Bukan mau mengungkit-ungkit, tapi rasanya ia tidak pantas diperlakukan seperti ini. Tidak selalu perbuatan baik kita dibalas dengan sikap penuh ucapan syukur. Ada juga yang menanggapinya dengan sikap take it for granted. Dari sepuluh orang kusta yang disembuhkan Tuhan Yesus, hanya seorang yang kembali untuk mengucapkan terima kasih. Lalu, jika kita di posisi Tuhan, apakah kita akan berhenti berbuat baik? Bersyukur kita memiliki Allah yang tetap menerbitkan matahari bagi orang yang baik maupun yang jahat, serta menurunkan hujan bagi orang yang benar maupun yang tidak benar (Matius 5:45). Dalam Kisah Para Rasul 20:35, Paulus mengutip perkataan Tuhan Yesus, “Adalah lebih berbahagia memberi daripada menerima.” Aktivitas memberi membuat kita lebih berbahagia. Kita jadi merasa hidup kita lebih berarti, karena dapat memberikan dampak positif terhadap sesama. Jangankan orang lain, kita sendiri pun jadi memandang diri kita lebih baik. Memberi dipandang sebagai perbuatan/kesaksian yang baik, menandakan pelakunya seorang yang murah hati, welas asih, peduli. Tentu lain ceritanya jika memberi karena terpaksa, atau karena ada maunya. Tergantung motivasinya! Tidak ada yang tahu motivasi seseorang. Itu menjadi rahasia antara orang tersebut dan Tuhan.

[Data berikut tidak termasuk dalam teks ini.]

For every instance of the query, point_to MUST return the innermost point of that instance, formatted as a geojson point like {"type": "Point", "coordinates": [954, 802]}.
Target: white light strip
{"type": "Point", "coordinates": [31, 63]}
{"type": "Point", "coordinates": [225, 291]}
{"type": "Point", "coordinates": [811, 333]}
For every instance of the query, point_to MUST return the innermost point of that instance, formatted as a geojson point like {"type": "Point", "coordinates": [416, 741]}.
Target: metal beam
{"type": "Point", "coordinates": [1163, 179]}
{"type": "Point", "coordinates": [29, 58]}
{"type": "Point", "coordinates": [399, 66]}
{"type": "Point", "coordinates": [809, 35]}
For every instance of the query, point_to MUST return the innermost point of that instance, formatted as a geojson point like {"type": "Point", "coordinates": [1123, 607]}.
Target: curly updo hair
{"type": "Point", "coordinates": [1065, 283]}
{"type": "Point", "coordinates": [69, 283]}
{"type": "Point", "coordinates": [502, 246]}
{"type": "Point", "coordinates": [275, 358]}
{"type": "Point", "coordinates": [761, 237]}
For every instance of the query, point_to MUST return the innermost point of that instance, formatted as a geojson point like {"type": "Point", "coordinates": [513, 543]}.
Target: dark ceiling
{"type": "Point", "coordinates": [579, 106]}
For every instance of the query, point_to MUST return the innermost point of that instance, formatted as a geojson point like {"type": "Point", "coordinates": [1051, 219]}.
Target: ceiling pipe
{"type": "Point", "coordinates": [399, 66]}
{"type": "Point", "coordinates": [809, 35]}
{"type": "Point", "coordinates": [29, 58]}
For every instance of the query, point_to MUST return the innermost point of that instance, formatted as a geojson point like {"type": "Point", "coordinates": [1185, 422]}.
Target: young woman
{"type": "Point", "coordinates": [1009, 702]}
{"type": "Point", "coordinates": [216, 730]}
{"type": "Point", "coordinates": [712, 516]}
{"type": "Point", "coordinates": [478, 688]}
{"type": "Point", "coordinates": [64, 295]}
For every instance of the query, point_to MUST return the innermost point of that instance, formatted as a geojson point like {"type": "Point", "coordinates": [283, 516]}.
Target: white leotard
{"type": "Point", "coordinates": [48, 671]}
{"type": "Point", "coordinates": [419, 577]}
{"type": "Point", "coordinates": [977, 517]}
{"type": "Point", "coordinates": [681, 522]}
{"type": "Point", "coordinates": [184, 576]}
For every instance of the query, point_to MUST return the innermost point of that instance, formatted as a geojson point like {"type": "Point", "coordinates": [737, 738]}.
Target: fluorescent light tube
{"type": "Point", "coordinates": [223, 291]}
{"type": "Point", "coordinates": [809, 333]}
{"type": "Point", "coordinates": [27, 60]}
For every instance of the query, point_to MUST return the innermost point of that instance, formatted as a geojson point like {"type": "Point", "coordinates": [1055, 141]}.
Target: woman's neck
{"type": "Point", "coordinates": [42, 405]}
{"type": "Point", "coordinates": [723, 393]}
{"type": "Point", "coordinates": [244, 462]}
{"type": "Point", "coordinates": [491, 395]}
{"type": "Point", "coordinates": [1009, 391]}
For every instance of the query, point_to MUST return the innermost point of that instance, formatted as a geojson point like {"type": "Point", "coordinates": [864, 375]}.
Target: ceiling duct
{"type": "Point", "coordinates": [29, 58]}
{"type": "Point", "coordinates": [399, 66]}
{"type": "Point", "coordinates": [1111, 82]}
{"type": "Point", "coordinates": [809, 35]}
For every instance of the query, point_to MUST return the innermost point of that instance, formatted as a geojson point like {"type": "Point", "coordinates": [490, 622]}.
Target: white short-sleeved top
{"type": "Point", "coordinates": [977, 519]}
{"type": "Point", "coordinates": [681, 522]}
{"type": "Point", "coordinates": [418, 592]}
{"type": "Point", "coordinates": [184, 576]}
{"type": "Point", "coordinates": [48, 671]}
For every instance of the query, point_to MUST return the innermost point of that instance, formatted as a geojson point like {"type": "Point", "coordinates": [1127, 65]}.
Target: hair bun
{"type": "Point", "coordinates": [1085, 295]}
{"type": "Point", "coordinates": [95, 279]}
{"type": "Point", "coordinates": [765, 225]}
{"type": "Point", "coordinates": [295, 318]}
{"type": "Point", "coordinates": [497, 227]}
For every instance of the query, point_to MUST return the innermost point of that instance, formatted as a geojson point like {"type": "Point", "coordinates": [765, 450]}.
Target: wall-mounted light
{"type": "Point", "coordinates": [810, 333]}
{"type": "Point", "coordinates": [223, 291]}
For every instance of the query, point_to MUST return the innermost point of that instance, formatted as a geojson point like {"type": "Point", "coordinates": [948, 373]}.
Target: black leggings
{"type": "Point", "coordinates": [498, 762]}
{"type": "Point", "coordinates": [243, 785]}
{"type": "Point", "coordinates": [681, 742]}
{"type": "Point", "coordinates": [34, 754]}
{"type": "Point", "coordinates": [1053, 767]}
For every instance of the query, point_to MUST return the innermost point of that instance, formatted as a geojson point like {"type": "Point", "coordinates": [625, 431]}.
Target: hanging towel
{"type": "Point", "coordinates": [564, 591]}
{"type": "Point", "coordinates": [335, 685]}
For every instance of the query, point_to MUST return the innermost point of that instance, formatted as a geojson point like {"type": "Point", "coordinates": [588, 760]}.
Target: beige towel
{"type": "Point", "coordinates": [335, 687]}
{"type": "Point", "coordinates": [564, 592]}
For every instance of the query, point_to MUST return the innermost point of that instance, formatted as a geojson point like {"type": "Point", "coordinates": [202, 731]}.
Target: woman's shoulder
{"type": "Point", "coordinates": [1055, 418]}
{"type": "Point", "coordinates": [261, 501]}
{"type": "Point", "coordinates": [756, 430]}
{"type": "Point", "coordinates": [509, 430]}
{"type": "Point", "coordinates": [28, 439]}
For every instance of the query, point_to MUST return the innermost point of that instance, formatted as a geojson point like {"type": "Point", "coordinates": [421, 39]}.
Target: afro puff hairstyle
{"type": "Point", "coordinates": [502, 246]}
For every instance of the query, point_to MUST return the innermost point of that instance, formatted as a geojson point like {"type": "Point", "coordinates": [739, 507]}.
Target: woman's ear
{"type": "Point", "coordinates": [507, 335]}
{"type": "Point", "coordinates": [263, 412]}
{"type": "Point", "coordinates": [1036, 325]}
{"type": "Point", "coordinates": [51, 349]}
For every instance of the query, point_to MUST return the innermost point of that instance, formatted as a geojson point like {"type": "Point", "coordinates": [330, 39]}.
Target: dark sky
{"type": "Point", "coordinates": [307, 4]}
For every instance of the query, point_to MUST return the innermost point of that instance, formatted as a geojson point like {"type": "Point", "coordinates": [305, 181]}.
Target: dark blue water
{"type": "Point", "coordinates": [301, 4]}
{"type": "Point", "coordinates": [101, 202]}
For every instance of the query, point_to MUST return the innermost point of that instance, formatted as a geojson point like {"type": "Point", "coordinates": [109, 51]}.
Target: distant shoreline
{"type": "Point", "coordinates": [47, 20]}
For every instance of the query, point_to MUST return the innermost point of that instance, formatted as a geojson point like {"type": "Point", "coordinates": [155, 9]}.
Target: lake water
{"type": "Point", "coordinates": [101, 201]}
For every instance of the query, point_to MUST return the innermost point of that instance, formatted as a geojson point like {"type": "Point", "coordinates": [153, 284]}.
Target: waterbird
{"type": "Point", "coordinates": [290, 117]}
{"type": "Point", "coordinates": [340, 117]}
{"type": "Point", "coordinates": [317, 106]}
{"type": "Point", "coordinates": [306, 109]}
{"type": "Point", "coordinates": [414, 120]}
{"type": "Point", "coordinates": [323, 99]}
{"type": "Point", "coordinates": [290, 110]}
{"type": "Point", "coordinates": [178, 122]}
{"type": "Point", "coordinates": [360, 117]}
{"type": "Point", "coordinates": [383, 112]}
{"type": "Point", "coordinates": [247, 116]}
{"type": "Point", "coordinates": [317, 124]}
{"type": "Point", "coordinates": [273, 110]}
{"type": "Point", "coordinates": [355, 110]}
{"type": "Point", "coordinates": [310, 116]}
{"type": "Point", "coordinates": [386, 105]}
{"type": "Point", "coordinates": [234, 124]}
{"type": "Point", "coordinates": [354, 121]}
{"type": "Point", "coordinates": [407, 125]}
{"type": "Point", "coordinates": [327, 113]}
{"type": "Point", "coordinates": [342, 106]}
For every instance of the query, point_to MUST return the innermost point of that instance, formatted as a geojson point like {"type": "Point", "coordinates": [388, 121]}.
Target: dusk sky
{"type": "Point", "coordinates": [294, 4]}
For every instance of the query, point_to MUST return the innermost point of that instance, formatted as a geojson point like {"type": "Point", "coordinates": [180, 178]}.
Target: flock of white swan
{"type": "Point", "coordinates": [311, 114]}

Kata orang, loving is giving. Jika kita mengasihi, otomatis kita akan memberi. Penulis kitab Ibrani menganjurkan dalam Ibrani 13:16, “Dan janganlah kamu lupa berbuat baik dan memberi bantuan, sebab korban-korban yang demikianlah yang berkenan kepada Allah.” Karena tahu memberi itu menyenangkan Allah, kita yang telah diselamatkan melakukannya sebagai cara untuk meluapkan rasa syukur atas cinta-Nya, untuk membalas segala kebaikan-Nya, bukan untuk mencari pahala. Jadi kita berbuat baik, termasuk dalam hal memberi, bukan untuk mencari muka atau untuk pencitraan. Karena itu, mestinya kita tidak akan terpengaruh oleh reaksi orang yang menerima kebaikan kita.
Entah mereka menunjukkan rasa terima kasih atau tidak, tidak menjadi masalah. Yang penting kita sudah menyenangkan Tuhan, dan melakukannya dengan sukacita. Sebagai penutup suratnya kepada jemaat Filipi, Paulus menasihatkan, “Hendaklah kebaikan hatimu diketahui semua orang” (Filipi 4:5a). Apakah artinya kita harus pamer ketika berbuat baik? Padahal Tuhan Yesus mengajarkan dalam Matius 6:3-4, “Tetapi jika engkau memberi sedekah, janganlah diketahui tangan kirimu apa yang diperbuat tangan kananmu. Hendaklah sedekahmu itu diberikan dengan tersembunyi, maka Bapamu yang melihat yang tersembunyi akan membalasnya kepadamu.” Jadi bagaimana seharusnya?
Filipi pasal 4 didahului permintaan Paulus kepada Euodia dan Sintikhe supaya sehati sepikir. Entah apa yang menjadi sumber pertengkaran mereka, tampaknya pertengkaran ini cukup memengaruhi kondisi jemaat Filipi. Jika sampai disebut namanya, tentunya kedua wanita ini memiliki kedudukan yang cukup terpandang di tengah jemaat. Bisa jadi mereka termasuk pimpinan atau mempunyai pengaruh yang luas. Kata “kebaikan hati” di ayat 5 ditafsirkan oleh NIV Study Bible (Barker et al. [ed.]. 1985) sebagai “gentleness”, kelemahlembutan. Kita tahu, dalam pertengkaran, emosi, terutama amarah sering kali berperan besar. Butuh pengendalian diri luar biasa untuk dapat tetap bersikap lemah lembut ketika menghadapi orang yang sedang marah.
Pengendalian diri seperti ini tentu tidak akan lolos dari pengamatan orang-orang di sekitarnya. Apalagi kedua tokoh ini orang terpandang. Teladan seperti apa yang akan dilihat oleh jemaat? Jadi kebaikan hati tidak harus selalu dikaitkan dengan tindakan memberi. Sikap kita ketika menghadapi emosi orang lain pun ikut menjadi kesaksian kita.
Apakah kita dapat tetap berkepala dingin, bersikap lemah lembut, dan tetap mau berbuat baik ketika menghadapi orang yang tidak tahu berterima kasih seperti kisah di atas?